Packages of his microgreens also can be purchased at local Hy-Vee stores and Hansen's Dairy outlets.
Microgreens, also considered baby plants, are a hot item for fine-dining restaurants because of their fragrant aroma and powerful taste, but also they contain up to 40 times the nutritional content of their mature counterparts. Microgreens are young vegetable greens that vary from 1-3 inches tall. Their concentrated nutrient value is found in a variety of colors and textures, the Waterloo-Cedar Falls Courier reported.
"The advantages of these microgreens is you can get a huge nutritional punch in a very small amount of greens," Rogers said.
Rogers harvests about 50 10-by-20-inch trays of greens by hand each week using organic growing practices and no machinery. His base mix includes micro peas, radish and sunflower and is a popular item in dishes at Table 1812 and Farm Shed in Cedar Falls, and SingleSpeed and Blue Iguana in Waterloo.
He also grows and sells cilantro, basil, arugula, leeks and amarantz to name a few. Popcorn shoots are perhaps one of his trickier sprouts because they have to be grown completely in the dark to get their yellow color and intense flavor. If light hits them, they turn green, fibrous and bitter.
"I never really know how chefs are going to use those," he said. "A lot of times, they'll put them on different kinds of steaks or meats, and Chef Juan Hernandez at the Blue Iguana puts them on a scallop dish. He also uses a lot of cilantro."

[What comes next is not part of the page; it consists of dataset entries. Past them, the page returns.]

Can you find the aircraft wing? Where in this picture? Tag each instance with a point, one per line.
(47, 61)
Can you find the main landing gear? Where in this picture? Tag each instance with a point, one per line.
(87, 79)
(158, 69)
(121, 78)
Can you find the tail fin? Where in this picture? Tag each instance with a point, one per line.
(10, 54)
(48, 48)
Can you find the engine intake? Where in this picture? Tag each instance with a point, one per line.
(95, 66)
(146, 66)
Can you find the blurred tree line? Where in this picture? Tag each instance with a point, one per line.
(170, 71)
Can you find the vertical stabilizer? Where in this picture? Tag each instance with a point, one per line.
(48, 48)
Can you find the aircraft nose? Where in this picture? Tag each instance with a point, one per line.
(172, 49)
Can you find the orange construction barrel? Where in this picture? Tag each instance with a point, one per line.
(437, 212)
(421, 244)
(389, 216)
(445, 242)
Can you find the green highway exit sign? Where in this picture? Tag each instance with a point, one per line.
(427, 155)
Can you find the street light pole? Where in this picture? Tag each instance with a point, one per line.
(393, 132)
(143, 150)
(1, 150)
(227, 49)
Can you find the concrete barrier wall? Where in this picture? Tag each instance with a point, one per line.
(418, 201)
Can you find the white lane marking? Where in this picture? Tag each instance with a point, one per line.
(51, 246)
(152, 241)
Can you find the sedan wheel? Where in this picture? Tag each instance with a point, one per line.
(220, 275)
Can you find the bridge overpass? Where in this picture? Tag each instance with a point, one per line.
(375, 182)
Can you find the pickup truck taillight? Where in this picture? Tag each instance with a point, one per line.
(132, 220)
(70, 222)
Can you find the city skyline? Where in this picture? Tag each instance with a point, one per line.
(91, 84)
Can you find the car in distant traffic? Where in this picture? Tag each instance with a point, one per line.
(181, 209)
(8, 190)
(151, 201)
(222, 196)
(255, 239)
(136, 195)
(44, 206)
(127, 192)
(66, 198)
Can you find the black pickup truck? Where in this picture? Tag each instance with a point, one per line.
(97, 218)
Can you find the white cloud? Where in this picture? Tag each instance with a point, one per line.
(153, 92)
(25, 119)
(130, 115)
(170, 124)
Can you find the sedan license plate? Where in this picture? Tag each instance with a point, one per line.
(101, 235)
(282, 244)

Behind the climate-controlled operation out back of his Cedar Falls home sit several plots of 40-foot beds of dark green, light green and purple lettuce varieties. Since he launched Rainbow City Farms, Rogers said chefs have requested his lettuce as well.
The lettuce is a Salanova blend, a hearty variety tolerant to temperature changes that can harvest about three times a season. A recent contamination of romaine lettuce across the country also encouraged some chefs to switch to locally sourced items.
Last week, Rogers received a text from a local chef asking for 20 pounds of lettuce in the next week. Rogers was able to harvest it and deliver the greens to him within a few hours.
"When you're having those relationships with the restaurants and chefs, you want to make sure you can deliver — quality, consistent, and clean product," he said.
Rogers' main tool for success is efficiency. Weeds are virtually nonexistent from his gardens and not a grain of dirt is out of place. He keeps his tools in the right spot to avoid extra steps walking back and forth.
"A lot of those minutes add up when you're doing a lot of different things," he said. He also sharpens his cutting knife each day to ensure a clean cut for a long-lasting product.
"I've just learned a ton this year, and how to plant for next year," he said. "It's a lot of learning and a lot of trial and error."
His wife, Kristen Rogers, has enjoyed watching her husband evolve with the family business.
"He's very patient, and he has really good attention to detail, so I think that makes him really good at this," she said. The couple have four children ages 6, 5, 3 and 1.
Rogers said he wants to expand in the future.
"I love getting my hands dirty and being outside in the sun. It's good work. It's fulfilling work," he said. "I love bringing food and microgreens to chefs in restaurants and see them get excited about it, that's super awesome. Growing something that I've put a lot of work into and I'm proud of and then bringing that to a chef and having that chef be excited about it is really fun."